Il green bond sarà probabilmente emesso in dollari USA. I rating assegnati all’emittente sono A per Fitch e A1 per Moody’s, in linea con il giudizio che le due agenzie assegnano al debito sovrano saudita. Ciò ci spinge a credere che i rendimenti esitati saranno sostanzialmente simili a quelli delle obbligazioni del regno. Esse offrono sul mercato secondario il 4,10% scarso per la scadenza a 5 anni, meno del 4,30% per quella a 10 anni e il 5,35% per quella a 30 anni.
L’Arabia Saudita risulta indebitata per appena il 30% del PIL, ma grazie al boom delle quotazioni petrolifere il rapporto dovrebbe scendere già quest’anno. L’indebitamento netto, però, sarebbe nettamente negativo. Infatti, gli asset detenuti dal fondo sovrano superano di gran lunga il debito pubblico emesso. Dunque, il green bond di PIF partirebbe da una solidità finanziaria invidiabile, sebbene i rating possano apparire non così elevati per un paese con conti pubblici così positivi.
Green bond per diversificare l’economia saudita
Il fatto è che le agenzie internazionali continuano a notare una forte dipendenza dell’economia e, quindi, del bilancio dello stato dalle entrate petrolifere.
PIF punta a investire quest’anno nell’economia domestica 40 miliardi di dollari, circa il 5% del PIL. L’obiettivo resta sempre la diversificazione, un fatto che accresce l’outlook del regno nel medio-lungo termine.
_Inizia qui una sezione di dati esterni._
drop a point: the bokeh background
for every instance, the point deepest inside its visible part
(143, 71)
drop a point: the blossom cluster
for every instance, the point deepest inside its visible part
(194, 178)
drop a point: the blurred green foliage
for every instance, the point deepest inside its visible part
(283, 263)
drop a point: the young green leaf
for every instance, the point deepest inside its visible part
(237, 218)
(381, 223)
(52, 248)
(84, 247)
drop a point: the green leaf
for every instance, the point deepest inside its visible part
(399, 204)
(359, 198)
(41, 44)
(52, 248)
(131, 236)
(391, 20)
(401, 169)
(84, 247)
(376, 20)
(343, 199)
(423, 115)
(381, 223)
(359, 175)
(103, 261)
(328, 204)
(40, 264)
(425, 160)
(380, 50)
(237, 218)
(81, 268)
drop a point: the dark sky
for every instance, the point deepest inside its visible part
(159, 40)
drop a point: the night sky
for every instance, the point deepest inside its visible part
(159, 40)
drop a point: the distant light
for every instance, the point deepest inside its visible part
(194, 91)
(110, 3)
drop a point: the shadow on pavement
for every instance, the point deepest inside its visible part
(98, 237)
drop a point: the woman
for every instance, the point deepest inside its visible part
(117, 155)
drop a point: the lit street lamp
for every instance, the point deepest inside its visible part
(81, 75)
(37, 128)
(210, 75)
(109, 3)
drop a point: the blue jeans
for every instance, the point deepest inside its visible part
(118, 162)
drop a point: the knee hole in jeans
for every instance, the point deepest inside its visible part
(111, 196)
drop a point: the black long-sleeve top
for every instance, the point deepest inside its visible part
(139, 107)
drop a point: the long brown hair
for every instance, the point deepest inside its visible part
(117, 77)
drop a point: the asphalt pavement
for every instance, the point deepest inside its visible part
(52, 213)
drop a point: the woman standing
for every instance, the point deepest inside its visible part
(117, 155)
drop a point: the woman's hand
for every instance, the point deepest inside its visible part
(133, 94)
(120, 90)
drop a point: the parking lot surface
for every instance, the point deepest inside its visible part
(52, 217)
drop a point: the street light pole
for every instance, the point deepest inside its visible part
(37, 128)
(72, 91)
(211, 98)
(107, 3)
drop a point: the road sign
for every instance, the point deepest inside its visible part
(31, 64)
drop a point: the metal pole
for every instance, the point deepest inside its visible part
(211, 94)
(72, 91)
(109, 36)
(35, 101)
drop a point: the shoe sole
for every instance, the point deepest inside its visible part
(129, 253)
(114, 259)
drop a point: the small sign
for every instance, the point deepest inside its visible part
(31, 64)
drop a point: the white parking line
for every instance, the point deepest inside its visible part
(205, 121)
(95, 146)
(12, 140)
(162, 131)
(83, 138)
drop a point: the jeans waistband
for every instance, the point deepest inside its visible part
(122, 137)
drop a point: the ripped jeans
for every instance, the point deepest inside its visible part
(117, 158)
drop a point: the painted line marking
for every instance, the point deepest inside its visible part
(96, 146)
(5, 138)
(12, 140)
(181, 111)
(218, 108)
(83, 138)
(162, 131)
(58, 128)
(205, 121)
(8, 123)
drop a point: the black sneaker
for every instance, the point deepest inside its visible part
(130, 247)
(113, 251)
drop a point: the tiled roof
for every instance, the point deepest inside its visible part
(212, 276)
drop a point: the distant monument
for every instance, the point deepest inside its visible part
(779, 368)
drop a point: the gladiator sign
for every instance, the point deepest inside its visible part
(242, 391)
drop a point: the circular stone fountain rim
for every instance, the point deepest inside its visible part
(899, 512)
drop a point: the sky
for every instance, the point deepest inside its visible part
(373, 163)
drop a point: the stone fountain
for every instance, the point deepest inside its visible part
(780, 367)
Da notare, ad esempio, l’impennata del tasso di occupazione femminile da meno del 20% nel 2016 ad oltre il 35% nel 2021. La monarchia ha voluto incentivarla per consentire all’economia di camminare sulle proprie gambe, indipendentemente dal settore petrolifero. Al contempo, sono stati tagliati i sussidi per l’energia ed è stata introdotta l’IVA su alcuni beni.
Il green bond arriva dopo che PIF ha ricevuto prestiti per 11 miliardi di dollari dalle banche nel 2018, seguiti da altri 10 miliardi nel 2019, rimborsati questi ultimi nel 2020. Si tratta di un salto di qualità, un modo per ampliare le fonti di approvvigionamento sul mercato dei capitali internazionali.